Haus- und Hofesnamen, Beinamen vor 1790/1800
Der Hausname war ein "Haus-Name" und klebte regelmäßig an den Höfen, Kotten und Häusern außerhalb der Mauern von Städten. Bei Einheiraten in das Erbe wurde der einheiratenden Person der Hofesnahme als bestimmender Hausname von der Grundherrschaft angeklebt. Dies fand sich nicht immer in den Kirchenbüchern begleitend sofort wieder. Die Erscheinung der Namensanklebung tritt besonders in Westfalen und am Niederrhein auf, ebenfalls in der Lüneburger Heide. Auch im Volksmund über mehrere Generationen weitergeführte Beinamen konnten, scheinbar unbegründet, den aktuellen "Hausnamen" bis in das 18. Jahrhundert hinein in Kirchenbüchern ersetzen.
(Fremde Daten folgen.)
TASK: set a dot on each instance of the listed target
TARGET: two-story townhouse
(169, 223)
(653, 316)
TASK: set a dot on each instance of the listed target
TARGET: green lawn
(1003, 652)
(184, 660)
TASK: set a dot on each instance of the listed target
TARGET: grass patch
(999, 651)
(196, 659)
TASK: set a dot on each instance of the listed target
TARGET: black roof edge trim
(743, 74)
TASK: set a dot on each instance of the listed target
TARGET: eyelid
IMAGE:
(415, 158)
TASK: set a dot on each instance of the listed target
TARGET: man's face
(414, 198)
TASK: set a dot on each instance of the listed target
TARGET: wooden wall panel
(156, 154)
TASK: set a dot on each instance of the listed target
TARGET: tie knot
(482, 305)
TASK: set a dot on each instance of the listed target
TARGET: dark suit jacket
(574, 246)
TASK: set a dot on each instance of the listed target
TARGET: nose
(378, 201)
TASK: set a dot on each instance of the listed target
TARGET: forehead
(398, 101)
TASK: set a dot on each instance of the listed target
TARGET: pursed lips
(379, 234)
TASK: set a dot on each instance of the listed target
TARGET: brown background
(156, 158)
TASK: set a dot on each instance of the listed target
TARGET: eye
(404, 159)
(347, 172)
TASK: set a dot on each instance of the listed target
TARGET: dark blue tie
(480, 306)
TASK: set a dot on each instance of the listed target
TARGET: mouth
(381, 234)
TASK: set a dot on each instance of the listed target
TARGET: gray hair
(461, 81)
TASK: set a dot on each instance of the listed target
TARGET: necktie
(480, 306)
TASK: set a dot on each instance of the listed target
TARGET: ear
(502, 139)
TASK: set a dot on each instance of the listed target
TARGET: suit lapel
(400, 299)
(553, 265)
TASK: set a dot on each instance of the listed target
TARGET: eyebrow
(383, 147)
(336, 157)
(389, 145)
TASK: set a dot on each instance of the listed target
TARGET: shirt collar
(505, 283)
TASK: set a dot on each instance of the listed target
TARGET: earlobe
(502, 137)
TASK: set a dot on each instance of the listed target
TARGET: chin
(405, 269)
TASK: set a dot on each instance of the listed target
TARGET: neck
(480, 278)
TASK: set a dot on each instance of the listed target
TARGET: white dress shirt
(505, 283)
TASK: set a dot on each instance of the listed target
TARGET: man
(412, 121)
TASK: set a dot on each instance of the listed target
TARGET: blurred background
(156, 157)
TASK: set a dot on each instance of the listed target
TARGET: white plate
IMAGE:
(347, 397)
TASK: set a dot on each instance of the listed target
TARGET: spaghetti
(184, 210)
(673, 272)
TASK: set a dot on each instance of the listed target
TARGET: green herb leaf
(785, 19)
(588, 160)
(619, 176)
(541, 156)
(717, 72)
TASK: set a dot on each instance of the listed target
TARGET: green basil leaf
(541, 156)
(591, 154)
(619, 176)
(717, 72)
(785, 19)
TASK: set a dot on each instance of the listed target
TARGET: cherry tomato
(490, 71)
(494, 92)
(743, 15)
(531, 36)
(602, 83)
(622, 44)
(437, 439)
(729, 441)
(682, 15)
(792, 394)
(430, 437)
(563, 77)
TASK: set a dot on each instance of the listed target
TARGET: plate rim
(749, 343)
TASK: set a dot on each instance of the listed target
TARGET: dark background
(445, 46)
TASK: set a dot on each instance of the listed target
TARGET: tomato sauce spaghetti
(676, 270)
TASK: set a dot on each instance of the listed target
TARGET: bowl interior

Bei Einheirat Eigenbehöriger

Im Rahmen der Sitte der Anklebung von Hofesnamen bei der Einheirat von Männern in Erbhöfen von Grundherren vor Einführung der Personenstandregister wurde diesen Männern und zumindest ihren Erben der Hofesname regelmäßig angeklebt. Dies wird vor 1790/1800 nicht immer sofort in Kirchenbüchern und allen Amtsakten übernommen. Daher kommt es häufiger zu nicht regelmäßigen Eintragungen sowohl in Kirchenbüchern als auch in Amtsakten, was die Namensbezeichnung eines Hofesaufsitzers betrifft.

In Kirchenbüchern kann man solche Einheiraten regelmäßig vermuten, wenn die Taufeintragung der Eltern lautet:

  • Vorname Vater, Vorname Mutter, gemeinsamer Hausname.

Ansonsten sind beide Hausnamen gemeinhin getrennt aufgeführt. Regeln dafür sind allerdings nicht erkennbar. Der gemeinsame Hausname kann dann einer der Elternnamen oder auch der Hofesname sein, dies auch dann, wenn beide Eheleute nicht dem Hof entstammen, also hoffremde Aufsitzer sind.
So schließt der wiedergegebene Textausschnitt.